From: Andrew LeFevre of the Association of Private Correctional and Treatment Organizations, 703-548-8532

WASHINGTON, April 23 -- Private prisons have proven to be an effective strategy for helping states keep their public corrections budgets under control, according to a new study by two researchers from Vanderbilt University and released by the Association of Private Correctional and Treatment Organizations (APCTO). In fact, introducing private prisons into states that do not currently utilize them could reduce public prison operating costs in a single state by an average $20 million annually.

Professors James Blumstein of Vanderbilt Law School and Mark Cohen of Vanderbilt's Owen Graduate School of Management analyzed state prison and budget data for the period 1999-2001 -- the years for which the most accurate information is available. During that period, they found that:

-- States that utilized private prisons succeeded in checking the growth of public corrections budgets. For those states, the growth in daily costs of housing prisoners was reduced by 8.9 percent or about 4.45 percent per year.

-- Utilizing private prisons can generate significant budget savings. States without private prisons spent an average of $455 million in corrections expenditures in 2001. Introducing private prisons would save the "average" state in that group $20 million for one year in lower public prison operating costs alone. This is in addition to any direct savings realized from shifting some prison populations to the private sector at a lower operational cost.

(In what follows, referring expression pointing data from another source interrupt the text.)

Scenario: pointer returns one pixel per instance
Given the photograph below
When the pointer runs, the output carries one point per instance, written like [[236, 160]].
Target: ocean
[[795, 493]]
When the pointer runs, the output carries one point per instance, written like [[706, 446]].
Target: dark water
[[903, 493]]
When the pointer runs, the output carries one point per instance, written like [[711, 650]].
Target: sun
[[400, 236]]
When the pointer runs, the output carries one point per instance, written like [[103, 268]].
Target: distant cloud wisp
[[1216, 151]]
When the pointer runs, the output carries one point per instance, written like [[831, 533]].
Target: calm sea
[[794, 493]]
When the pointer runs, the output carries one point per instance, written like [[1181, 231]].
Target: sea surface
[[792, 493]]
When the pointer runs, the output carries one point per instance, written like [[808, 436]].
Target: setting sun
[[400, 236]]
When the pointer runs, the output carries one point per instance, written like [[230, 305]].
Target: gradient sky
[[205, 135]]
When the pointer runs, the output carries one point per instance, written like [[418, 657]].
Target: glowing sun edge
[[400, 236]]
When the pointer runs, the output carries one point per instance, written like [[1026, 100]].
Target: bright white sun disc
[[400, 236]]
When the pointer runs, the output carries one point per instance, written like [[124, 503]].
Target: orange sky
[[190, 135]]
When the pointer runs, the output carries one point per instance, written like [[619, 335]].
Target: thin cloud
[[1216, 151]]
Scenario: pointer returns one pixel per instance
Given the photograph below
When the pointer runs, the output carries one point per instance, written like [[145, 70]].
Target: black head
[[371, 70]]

"This academic study confirms the experience of states all across America - private prisons are an effective strategy for states wrestling to keep their corrections budgets in line," said Andrew LeFevre, executive director of APCTO, which was a funding source for the study. "With state governments today facing the most challenging fiscal environment in decades, the potential benefits of successful public-private partnerships in providing corrections services have never been more apparent."

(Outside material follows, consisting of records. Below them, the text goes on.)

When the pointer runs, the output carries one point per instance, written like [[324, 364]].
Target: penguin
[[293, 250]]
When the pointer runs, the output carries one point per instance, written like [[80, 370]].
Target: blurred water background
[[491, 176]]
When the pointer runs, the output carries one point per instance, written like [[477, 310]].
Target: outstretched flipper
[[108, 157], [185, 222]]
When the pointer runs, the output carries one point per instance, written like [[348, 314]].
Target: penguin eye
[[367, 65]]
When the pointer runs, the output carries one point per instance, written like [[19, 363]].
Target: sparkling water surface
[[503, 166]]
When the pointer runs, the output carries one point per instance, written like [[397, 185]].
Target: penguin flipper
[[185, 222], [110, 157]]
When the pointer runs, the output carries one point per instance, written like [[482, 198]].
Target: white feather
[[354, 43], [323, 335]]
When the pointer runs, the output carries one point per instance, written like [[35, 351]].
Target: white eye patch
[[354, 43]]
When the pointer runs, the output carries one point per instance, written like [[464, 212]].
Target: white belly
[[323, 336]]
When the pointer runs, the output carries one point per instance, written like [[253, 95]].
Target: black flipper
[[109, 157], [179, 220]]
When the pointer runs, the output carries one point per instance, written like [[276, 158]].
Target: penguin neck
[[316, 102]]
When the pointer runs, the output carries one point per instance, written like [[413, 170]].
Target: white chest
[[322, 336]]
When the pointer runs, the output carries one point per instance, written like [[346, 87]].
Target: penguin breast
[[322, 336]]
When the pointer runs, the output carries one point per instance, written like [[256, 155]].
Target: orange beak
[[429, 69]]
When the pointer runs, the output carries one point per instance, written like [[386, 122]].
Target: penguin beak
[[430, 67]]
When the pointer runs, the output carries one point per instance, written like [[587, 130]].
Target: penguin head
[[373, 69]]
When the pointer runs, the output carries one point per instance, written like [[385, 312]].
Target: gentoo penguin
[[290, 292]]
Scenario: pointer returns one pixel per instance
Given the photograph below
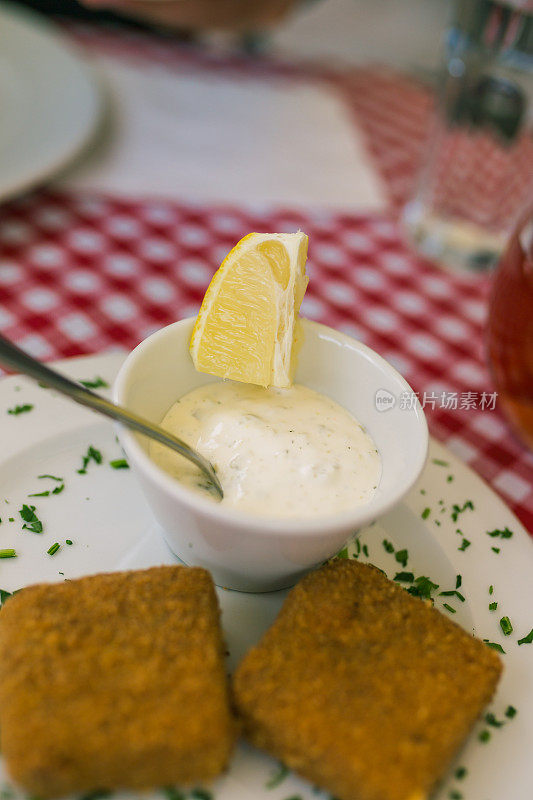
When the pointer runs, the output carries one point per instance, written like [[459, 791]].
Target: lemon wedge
[[247, 324]]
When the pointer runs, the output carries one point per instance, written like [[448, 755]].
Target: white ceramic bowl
[[248, 552]]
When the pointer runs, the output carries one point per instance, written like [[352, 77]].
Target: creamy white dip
[[277, 452]]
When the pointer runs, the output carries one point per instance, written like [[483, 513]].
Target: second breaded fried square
[[361, 688], [114, 681]]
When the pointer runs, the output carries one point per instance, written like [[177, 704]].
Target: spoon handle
[[13, 357]]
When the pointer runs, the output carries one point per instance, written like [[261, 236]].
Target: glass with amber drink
[[510, 330]]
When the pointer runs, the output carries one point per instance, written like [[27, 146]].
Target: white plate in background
[[110, 525], [49, 101]]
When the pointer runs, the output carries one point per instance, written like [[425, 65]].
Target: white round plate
[[50, 103], [110, 525]]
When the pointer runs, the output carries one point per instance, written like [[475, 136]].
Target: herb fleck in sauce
[[278, 452]]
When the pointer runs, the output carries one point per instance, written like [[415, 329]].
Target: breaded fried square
[[361, 688], [114, 681]]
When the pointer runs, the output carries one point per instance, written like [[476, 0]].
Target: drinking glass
[[476, 176], [510, 329]]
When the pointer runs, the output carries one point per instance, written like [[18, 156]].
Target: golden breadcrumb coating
[[114, 681], [361, 688]]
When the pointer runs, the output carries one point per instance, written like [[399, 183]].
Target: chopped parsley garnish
[[404, 577], [527, 639], [96, 383], [456, 510], [16, 410], [4, 594], [172, 793], [119, 463], [423, 588], [506, 626], [402, 557], [453, 593], [495, 646], [201, 794], [505, 534], [92, 455], [31, 520], [277, 778]]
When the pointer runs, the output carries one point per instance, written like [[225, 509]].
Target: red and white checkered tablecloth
[[84, 273]]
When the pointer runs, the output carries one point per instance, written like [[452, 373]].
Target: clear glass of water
[[477, 173]]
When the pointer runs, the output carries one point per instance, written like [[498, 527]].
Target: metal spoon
[[13, 357]]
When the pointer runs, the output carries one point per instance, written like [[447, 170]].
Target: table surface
[[82, 271]]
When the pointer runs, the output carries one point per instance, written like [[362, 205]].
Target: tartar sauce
[[277, 452]]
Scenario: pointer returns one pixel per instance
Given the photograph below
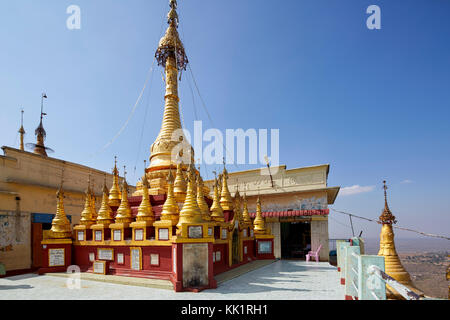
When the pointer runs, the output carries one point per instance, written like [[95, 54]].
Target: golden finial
[[216, 208], [245, 213], [60, 224], [94, 211], [190, 213], [87, 215], [259, 223], [114, 193], [124, 211], [180, 182], [201, 199], [393, 265], [171, 55], [21, 131], [40, 132], [237, 205], [225, 197], [105, 213], [386, 215], [170, 210], [145, 211]]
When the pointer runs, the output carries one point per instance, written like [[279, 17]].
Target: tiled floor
[[282, 280]]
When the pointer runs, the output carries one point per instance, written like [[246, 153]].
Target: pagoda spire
[[245, 214], [145, 211], [172, 57], [190, 213], [124, 211], [115, 196], [21, 131], [225, 197], [216, 208], [201, 199], [40, 131], [60, 224], [105, 213], [259, 223], [87, 215], [393, 265], [170, 210]]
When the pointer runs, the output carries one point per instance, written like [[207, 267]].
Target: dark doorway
[[295, 239]]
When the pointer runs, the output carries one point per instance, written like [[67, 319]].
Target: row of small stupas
[[185, 204]]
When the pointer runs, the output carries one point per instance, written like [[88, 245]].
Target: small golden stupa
[[226, 201], [105, 214], [259, 222], [115, 196], [60, 224], [245, 213], [216, 208], [88, 213], [201, 200], [393, 265], [145, 210]]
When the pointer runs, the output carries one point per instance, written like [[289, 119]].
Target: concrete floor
[[281, 280]]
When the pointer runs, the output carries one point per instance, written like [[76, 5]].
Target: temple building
[[172, 225]]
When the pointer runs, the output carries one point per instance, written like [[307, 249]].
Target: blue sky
[[374, 104]]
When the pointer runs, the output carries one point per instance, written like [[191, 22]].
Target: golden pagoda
[[22, 132], [245, 214], [393, 266], [105, 214], [87, 215], [170, 211], [171, 55], [123, 214], [39, 147], [60, 224], [115, 196], [259, 222], [225, 197], [216, 208], [190, 213], [179, 185], [94, 210], [201, 200], [145, 211]]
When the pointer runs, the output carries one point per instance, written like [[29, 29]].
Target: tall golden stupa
[[393, 265], [167, 152]]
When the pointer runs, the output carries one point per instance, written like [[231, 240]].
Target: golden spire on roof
[[216, 208], [87, 215], [60, 224], [114, 193], [40, 132], [190, 213], [259, 223], [171, 55], [237, 206], [201, 199], [245, 214], [21, 131], [225, 197], [94, 211], [180, 183], [124, 211], [393, 265], [105, 213], [145, 211], [170, 210]]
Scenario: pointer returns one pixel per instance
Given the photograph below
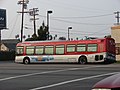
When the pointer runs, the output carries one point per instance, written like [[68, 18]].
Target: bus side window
[[39, 50], [30, 50], [19, 50], [92, 47], [60, 49], [81, 48], [70, 48], [49, 50]]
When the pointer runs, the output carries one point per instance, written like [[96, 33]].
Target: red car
[[110, 83]]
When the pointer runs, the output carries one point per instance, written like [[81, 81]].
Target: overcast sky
[[86, 17]]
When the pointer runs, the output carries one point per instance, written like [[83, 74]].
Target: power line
[[96, 16], [61, 20]]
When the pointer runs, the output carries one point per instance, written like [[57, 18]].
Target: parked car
[[110, 83]]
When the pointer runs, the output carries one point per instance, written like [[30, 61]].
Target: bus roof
[[60, 42]]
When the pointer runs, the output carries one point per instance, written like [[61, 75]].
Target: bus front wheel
[[26, 61], [82, 60]]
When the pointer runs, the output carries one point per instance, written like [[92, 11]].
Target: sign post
[[2, 22]]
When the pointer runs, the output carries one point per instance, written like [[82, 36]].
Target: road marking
[[20, 76], [71, 81]]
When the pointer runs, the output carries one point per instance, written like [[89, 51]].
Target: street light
[[68, 32], [48, 12]]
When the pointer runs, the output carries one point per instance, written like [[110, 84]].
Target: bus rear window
[[49, 49], [19, 50], [70, 48], [60, 49], [39, 49], [81, 47], [92, 48], [30, 50]]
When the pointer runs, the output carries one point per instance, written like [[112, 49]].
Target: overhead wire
[[61, 20]]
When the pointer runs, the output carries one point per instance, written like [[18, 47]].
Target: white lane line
[[39, 73], [71, 81]]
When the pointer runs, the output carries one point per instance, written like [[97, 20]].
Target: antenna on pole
[[117, 17], [24, 6]]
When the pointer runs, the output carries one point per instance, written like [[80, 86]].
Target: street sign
[[2, 19]]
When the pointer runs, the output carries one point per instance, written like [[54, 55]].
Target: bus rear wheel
[[26, 61], [82, 60]]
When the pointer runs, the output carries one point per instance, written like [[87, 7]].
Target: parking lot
[[15, 76]]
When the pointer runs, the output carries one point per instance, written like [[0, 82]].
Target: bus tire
[[82, 60], [26, 61]]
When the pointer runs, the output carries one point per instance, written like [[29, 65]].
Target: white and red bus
[[81, 51]]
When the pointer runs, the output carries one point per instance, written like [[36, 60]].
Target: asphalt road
[[53, 76]]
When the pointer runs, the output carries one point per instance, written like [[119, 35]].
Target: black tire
[[82, 60], [26, 61]]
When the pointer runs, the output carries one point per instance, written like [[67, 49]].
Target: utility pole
[[69, 32], [24, 6], [117, 17], [33, 12]]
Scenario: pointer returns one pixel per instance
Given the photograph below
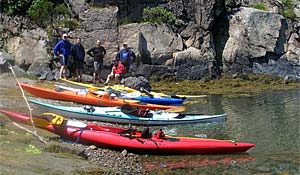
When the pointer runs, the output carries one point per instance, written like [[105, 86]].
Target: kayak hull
[[110, 137], [160, 100], [115, 115], [90, 98]]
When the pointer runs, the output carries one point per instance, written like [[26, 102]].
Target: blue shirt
[[62, 47]]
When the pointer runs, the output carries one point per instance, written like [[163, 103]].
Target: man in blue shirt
[[126, 56], [78, 54], [98, 53], [62, 49]]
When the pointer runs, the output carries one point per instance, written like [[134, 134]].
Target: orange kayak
[[90, 98]]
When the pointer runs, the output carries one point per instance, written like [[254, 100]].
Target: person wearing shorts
[[118, 70], [98, 53], [78, 54], [62, 49]]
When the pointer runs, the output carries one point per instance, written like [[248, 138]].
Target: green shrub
[[230, 4], [158, 15], [260, 6], [124, 21], [288, 11], [15, 7], [68, 23]]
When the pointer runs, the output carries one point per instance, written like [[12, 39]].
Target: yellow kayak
[[123, 88], [115, 87]]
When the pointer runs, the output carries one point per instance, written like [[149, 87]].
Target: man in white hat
[[62, 49]]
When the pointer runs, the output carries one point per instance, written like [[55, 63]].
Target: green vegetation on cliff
[[41, 12], [288, 10], [260, 6], [158, 15]]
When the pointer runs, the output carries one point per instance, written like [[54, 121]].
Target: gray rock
[[99, 18], [157, 71], [275, 6], [18, 71], [153, 43], [29, 48], [5, 60], [297, 9], [192, 64], [39, 69], [254, 34], [281, 68], [293, 51]]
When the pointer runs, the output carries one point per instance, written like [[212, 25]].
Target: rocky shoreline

According to the study, even small levels of private prison use can have a large impact on public corrections expenditures. Between 1999-2001, states with less than 5 percent of their prison population housed in private facilities saw their public corrections budgets grow by 12.5 percent compared to an 18.9 percent increase in states with no private prisons. States with even larger percentages (20 percent and above) of prisoners under private management generated even greater savings, with per capita increases held to just 5.9 percent.

Numerous previous studies have shown that private prisons can be built more cost effectively and operated at lower costs (between 5-20 percent) than public facilities. This is the first study to measure the impact of private prisons on public corrections budgets.

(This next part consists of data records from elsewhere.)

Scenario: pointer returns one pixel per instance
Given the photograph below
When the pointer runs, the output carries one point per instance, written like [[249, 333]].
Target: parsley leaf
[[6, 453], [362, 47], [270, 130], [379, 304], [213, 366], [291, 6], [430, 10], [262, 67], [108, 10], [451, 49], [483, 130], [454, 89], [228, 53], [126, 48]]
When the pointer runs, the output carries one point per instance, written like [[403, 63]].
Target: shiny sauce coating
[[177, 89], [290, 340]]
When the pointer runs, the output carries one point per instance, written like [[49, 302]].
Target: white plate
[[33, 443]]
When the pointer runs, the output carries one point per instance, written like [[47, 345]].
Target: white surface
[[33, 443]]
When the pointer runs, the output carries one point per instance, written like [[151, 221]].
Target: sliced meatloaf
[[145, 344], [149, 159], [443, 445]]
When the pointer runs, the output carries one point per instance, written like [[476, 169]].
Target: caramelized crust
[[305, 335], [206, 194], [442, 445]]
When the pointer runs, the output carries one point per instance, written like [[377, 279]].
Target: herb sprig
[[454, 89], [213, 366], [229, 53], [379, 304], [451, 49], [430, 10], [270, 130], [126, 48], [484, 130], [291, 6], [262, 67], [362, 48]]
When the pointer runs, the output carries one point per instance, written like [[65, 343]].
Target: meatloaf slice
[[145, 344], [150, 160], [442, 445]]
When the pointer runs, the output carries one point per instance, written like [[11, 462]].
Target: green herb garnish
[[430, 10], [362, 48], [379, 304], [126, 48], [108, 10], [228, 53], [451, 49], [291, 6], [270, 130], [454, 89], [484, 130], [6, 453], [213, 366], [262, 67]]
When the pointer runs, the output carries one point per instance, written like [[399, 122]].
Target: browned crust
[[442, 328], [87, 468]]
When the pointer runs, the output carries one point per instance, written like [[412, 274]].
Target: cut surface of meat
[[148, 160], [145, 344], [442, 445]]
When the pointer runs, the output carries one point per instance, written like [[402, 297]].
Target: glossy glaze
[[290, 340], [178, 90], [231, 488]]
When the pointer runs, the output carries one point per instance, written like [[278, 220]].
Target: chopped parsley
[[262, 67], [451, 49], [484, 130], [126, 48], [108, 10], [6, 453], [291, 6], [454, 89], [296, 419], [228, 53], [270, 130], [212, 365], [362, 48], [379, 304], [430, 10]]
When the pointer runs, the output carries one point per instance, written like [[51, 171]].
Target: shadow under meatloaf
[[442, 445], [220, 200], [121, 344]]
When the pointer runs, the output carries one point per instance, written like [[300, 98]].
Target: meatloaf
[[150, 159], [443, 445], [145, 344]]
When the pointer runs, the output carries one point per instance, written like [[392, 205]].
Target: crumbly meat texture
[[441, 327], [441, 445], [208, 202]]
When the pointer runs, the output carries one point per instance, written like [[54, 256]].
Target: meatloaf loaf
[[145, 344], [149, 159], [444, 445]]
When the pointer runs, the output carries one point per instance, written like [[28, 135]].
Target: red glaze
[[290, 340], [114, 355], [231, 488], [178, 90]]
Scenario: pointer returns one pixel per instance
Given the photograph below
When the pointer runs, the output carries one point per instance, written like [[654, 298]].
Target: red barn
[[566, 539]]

A complete copy of the study and a two-page summary statement are available at www.apcto.org or at www.correctionscorp.com/media/pressreleases.html.

------ APCTO is a 501 (c)(6) non-profit association, serving the private correctional and treatment industry. The commitment of all APCTO members is to assure that correctional services provided by the private sector meet or exceed all applicable constitutional, legal, and professional standards, to facilitate the development of meaningful partnerships between government agencies and APCTO's corporate members, and to sponsor public policy research aimed at enhancing the caliber of correctional services provided by either the private or the public sector.